Charged impurity scattering and mobility in gated silicon nanowires

TL;DR

This study investigates how charged impurities affect electron mobility in gated silicon nanowires, revealing differences between dopant types, impurity positioning effects, and limitations of traditional modeling approaches.

Contribution

It provides a detailed analysis of impurity scattering effects on mobility in silicon nanowires using advanced computational methods, highlighting the importance of dopant type and placement.

Findings

Phosphorous dopants behave as tunnel barriers, Boron as Fano resonances.

Mobility varies significantly with dopant type and carrier density.

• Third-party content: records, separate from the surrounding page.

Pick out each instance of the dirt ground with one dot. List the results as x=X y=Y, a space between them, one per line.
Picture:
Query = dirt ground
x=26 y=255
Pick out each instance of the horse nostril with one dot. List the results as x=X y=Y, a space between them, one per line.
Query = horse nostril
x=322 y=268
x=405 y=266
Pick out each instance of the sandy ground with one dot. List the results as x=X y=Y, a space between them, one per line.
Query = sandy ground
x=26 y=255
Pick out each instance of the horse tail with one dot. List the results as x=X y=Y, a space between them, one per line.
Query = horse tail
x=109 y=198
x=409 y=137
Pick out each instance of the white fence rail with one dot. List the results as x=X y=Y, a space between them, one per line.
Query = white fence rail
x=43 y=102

Impurity position and nanowire environment critically influence resistance and mobility.

Abstract

We study the effects of charged impurity scattering on the electronic transport properties of <110>-oriented Si nanowires in a gate-all-around geometry, where the impurity potential is screened by the gate, gate oxide and conduction band electrons. The electronic structure of the doped nanowires is calculated with a tight-binding method and the transport properties with a Landauer-Buttiker Green functions approach and the linearized Boltzmann transport equation (LBTE) in the first Born approximation. Based on our numerical results we argue that: (1) There are large differences between Phosphorous (P) and Boron (B) doped systems, acceptors behaving as tunnel barriers for the electrons, while donors give rise to Fano resonances in the transmission. (2) As a consequence, the mobility is much larger in P- than in B-doped nanowires at low carrier density, but can be larger in B-doped nanowires at high carrier density. (3) The resistance of a single impurity is strongly dependent on its radial position in the nanowire, especially for acceptors. (4) As a result of subband structure and screening effects, the impurity-limited mobility can be larger in thin nanowires embedded in HfO2 than in bulk Si. Acceptors might, however, strongly hinder the flow of electrons in thin nanowires embedded in SiO2. (5) The perturbative LBTE largely fails to predict the correct mobilities in quantum-confined nanowires.